At first I thought Hanauer was serious, but it then dawned on me that it must be satire since his past published works would suggest that Hanauer is not a plutocrat apologist.

It turns out that his piece was written in response to an excerpt from Chrystia Freeland’s book “Plutocrats: The Rise of the New Global Super-Rich and the Fall of Everyone Else” that is a result of her decades-long research into the trend of the 0.1% of the world’s most wealthy individuals. Apparently, it’s not about the “1%” anymore since even the majority of that elite club are seeing their own fortunes eclipsed by those of the super-rich. (Will we next see these “unfortunate” millionaires start their own movement called “We Are The 99.9%“?)

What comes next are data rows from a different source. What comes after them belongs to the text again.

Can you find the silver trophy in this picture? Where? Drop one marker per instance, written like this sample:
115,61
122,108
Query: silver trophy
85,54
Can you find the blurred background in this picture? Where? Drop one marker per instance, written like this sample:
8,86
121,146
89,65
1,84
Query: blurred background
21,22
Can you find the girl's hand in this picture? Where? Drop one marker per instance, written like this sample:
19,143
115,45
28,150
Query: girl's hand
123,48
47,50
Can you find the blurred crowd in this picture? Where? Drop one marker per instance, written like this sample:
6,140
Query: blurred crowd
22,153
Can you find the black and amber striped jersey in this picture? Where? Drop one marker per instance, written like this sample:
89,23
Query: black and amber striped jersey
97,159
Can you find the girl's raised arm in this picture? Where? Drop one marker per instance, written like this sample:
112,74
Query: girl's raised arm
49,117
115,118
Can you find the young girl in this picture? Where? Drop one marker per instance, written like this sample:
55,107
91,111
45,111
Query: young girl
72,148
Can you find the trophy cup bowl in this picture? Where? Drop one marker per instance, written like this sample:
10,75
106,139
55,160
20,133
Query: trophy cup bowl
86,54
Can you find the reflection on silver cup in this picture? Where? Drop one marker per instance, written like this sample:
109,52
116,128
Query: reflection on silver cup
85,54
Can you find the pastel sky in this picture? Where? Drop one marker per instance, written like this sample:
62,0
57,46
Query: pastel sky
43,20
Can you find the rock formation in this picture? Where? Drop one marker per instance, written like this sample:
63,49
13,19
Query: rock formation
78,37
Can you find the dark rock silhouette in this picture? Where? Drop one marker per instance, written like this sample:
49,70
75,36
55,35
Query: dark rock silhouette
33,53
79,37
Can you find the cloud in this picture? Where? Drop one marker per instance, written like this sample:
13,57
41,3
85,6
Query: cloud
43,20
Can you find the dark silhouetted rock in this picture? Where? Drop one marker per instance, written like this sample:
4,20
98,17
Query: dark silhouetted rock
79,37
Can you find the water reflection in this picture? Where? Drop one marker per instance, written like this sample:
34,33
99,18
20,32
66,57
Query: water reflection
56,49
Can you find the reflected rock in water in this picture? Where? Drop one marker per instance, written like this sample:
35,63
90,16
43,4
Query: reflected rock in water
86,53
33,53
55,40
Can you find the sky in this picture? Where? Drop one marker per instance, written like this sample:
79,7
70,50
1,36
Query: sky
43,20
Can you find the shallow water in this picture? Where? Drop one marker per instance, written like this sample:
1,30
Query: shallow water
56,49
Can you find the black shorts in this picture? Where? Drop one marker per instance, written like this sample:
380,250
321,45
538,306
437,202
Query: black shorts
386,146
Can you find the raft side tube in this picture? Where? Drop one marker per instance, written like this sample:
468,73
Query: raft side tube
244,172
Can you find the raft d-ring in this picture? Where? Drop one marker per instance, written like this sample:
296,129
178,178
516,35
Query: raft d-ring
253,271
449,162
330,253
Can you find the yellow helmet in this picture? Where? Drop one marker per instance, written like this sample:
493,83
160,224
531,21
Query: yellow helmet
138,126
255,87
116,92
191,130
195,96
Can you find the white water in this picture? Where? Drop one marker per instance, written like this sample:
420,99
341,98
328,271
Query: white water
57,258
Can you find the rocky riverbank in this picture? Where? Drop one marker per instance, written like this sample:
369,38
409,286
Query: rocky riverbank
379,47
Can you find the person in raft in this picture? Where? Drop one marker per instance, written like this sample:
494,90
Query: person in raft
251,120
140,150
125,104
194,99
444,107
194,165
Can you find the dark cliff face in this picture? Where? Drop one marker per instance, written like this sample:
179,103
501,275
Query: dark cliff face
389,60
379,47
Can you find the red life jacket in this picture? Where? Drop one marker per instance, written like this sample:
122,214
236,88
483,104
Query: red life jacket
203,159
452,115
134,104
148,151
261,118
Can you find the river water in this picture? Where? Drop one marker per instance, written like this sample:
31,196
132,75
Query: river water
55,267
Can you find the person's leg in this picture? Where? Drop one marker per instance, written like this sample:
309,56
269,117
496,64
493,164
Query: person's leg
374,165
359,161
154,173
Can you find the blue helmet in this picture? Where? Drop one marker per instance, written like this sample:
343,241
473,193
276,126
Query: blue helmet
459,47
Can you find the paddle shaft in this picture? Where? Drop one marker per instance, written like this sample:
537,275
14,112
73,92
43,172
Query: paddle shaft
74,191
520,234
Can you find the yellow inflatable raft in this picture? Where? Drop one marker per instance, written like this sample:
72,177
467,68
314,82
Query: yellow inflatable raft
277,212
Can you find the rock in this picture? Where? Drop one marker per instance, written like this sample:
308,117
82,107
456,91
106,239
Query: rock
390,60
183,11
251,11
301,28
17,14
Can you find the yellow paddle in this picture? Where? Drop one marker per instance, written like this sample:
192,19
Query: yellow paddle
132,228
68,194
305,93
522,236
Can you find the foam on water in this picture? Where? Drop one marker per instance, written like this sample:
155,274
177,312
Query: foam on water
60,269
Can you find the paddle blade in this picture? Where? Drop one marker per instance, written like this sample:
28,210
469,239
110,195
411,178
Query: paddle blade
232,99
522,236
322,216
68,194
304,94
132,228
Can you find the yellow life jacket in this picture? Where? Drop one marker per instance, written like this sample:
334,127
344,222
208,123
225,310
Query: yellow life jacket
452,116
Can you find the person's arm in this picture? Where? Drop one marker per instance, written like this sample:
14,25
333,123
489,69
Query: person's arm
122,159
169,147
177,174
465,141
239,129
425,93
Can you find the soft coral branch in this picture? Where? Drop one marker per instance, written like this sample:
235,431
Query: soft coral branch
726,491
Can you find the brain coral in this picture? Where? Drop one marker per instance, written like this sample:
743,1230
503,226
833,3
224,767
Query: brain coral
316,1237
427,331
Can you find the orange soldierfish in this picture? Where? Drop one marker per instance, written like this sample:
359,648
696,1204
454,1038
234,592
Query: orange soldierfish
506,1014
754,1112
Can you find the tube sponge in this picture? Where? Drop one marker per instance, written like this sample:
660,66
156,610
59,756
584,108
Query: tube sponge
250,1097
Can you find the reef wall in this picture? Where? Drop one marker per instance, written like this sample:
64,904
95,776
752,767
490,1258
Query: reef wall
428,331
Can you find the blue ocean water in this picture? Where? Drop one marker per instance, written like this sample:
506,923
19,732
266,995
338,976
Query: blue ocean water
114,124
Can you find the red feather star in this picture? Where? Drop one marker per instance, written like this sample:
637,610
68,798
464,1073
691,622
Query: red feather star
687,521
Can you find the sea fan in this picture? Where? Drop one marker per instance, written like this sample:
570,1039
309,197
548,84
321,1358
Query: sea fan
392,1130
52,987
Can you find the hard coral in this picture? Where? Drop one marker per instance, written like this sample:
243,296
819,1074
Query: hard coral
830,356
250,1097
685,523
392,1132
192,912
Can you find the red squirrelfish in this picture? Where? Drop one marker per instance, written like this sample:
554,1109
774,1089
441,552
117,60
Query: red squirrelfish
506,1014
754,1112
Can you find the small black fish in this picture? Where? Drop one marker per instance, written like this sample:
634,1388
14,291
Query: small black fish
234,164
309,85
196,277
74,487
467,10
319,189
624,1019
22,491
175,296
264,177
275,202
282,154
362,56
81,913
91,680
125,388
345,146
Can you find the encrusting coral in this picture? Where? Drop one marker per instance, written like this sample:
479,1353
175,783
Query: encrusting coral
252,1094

Obviously, you know things are bad when income inequality has reached such an absurd level of imbalance.

While reading that excerpt from Freeland’s book, I came across this startling passage: “For the super-elite, a sense of meritocratic achievement can inspire self-regard, and that self-regard — especially when compounded by their isolation among likeminded peers — can lead to obliviousness and indifference to the suffering of others.

My first reaction was one of sadness. Once again, here is evidence that money in the end does nothing but bring misery and isolation to humankind. How can the pursuit of wealth be worth that?

Based on my reading of Hanauer’s satirical take on the issue where he jokingly states that “Our manhood is at stake“, it struck me that the answer may come down to the male “id”, that part of a man’s “unreconstructed animal nature” where psychodynamic “conflicts are acute in the male for whom dominance and identity are preoccupying concerns.

In other words, our centuries-old obsession with money may actually be tied to the male drive for dominance and power.

Does this mean that the solution to Humanity’s relentless pursuit of wealth accumulation would be to “lobotomize” that part of masculine nature? It would certainly be the quick way, but we should be evolving as a species and making conscious decisions about why giving up money would be in the best interest of us all.